Can you imagine how amazing the seasons first fruit would be after a long winter? Probably the best berry/apple/peach that you have EVER tasted.

Harvest festivals, barn dances, singing while drinking hooch, meeting your neighbor on the road because you both set out walking to go to the others house for visitin' at the same time. (had that last one happen in real life, never forget it)


----------



## pumpkin (May 8, 2012)

The skills and team threads have got me thinking and I think that one very important skill to have and one very important part of team work is listening. Flexibility and thinking outside the box.

People who live in the north will do better in the north and people who live in a swamp will do better in the swamp or the prairies because that is our experience. But who says we will end up where we are? Who says that the 300 year old farm or even the land is going to be there when the smoke clears. And all your family may be dead or missing or all of you injured or sick. And maybe we will be like Syria where there is no place to run and we are being shelled and all we can do is hide and run when we get the chance.
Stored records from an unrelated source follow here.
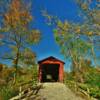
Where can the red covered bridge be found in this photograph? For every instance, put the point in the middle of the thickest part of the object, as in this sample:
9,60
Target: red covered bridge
51,69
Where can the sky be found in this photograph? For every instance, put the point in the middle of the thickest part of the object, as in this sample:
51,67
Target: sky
65,10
Maybe there will be a big freeze like in that movie and everyone in Canada and the US will have to head for Mexico and the jungles of Central and South America. Or maybe there will be a volcanic eruption that destroys everything in the center leaving only the mountains and deserts. I would not do well in the jungle. The first big spider and I will die on the spot.

Sourdough had some interesting things to say about living in Alaska and I gather that he actually lives this life - backwoods bushpilot type. I will listen to what he has to say. If he thinks I am going to be too weak for the hard work he may be very right. 
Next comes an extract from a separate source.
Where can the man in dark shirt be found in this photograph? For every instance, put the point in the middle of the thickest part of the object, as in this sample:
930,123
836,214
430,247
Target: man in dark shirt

I can read about what life was like 100 years ago or living in the wild but experience gives you a real perspective. I read that there was no toilet paper in the old days and that grass or leaves were used. I understand because I can imagine. But the actual experience is something else. We forgot toilet paper on a hike and using leaves for toilet paper was nothing like I imagined!


----------



## pumpkin (May 8, 2012)

I like the idylic picture painted of story telling around the fire and no cell phones but have you ever gone camping with a snarky teen who feels that life without a text is death? The Little House life would suit me to a tee but there are going to be a lot of unhappy people who don't want to live this life and will be fighting it all the way. Making my idyl not so idylic.

"Harvest festivals, barn dances, singing while drinking hooch, meeting your neighbor on the road because you both set out walking to go to the others house for visitin' at the same time."
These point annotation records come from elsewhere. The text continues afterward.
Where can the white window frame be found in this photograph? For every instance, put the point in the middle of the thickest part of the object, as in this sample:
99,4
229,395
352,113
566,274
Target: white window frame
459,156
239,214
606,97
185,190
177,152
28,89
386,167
"Can you imagine how amazing the seasons first fruit would be after a long winter? Probably the best berry/apple/peach that you have EVER tasted."

If we want to live this way now we can. We don't have to wait for a disaster to change what we do. Just don't preserve much fruit or buy it and wait for the season. A lot of people are doing this - buying locally or growing their own and only using seasonal produce. I don't need grapes in January however I personally would be feeling so deprived by the time the first strawberry was ripe that I would trample anyone who got between me and it. Not really how I want to live.


----------



## Sonshine (Jul 27, 2007)

janetn said:


> Why are we talking about wilderness treks and the like? Im not heading out to the woods to eat pine nuts and moss. I have a perfectly good house with a greenhouse and garden, with a few acres to boot. I can certainly cut and split wood even at my age. But the truth is my kids are going to be our house and although they have zip homesteading skills they can and will learn. Families are your group then your neighbors are your community, this was the way it was as late as the 1940s. Also in most rural areas your neighbors have at least some of the skills needed to survive in an 1800s lifestyle. We are not going back to the caveman era just preindustrial. The Amish manage to live just fine, and they are happy too! Were going to all be Amish! It will be different but not as grim as some portray. I plan on being happy -Frankly Id rather work my homestead than go to a job.
> 
> Hard work yes - impossible and grim no. Humans are adaptable, I hear they can even live without cell phones TVs and computers. Ive even heard tell they can do just fine without electricity and and indoor plumbing. For some its going to be a culture shock and they are going to have to aquire new skills. But I think a great many more than we realise will do remarkably well.
> 
> Ive seen people rise to the occasion more than once - adversity often builds charecter. Having family as my group will cause problems - but not ones that cant be overcome. Life is never all peaches and cream anyway. Were just exchanging one set of problems for another. Look at third world countries - somehow those folks seem to get by with much less than we will have if TSHTF.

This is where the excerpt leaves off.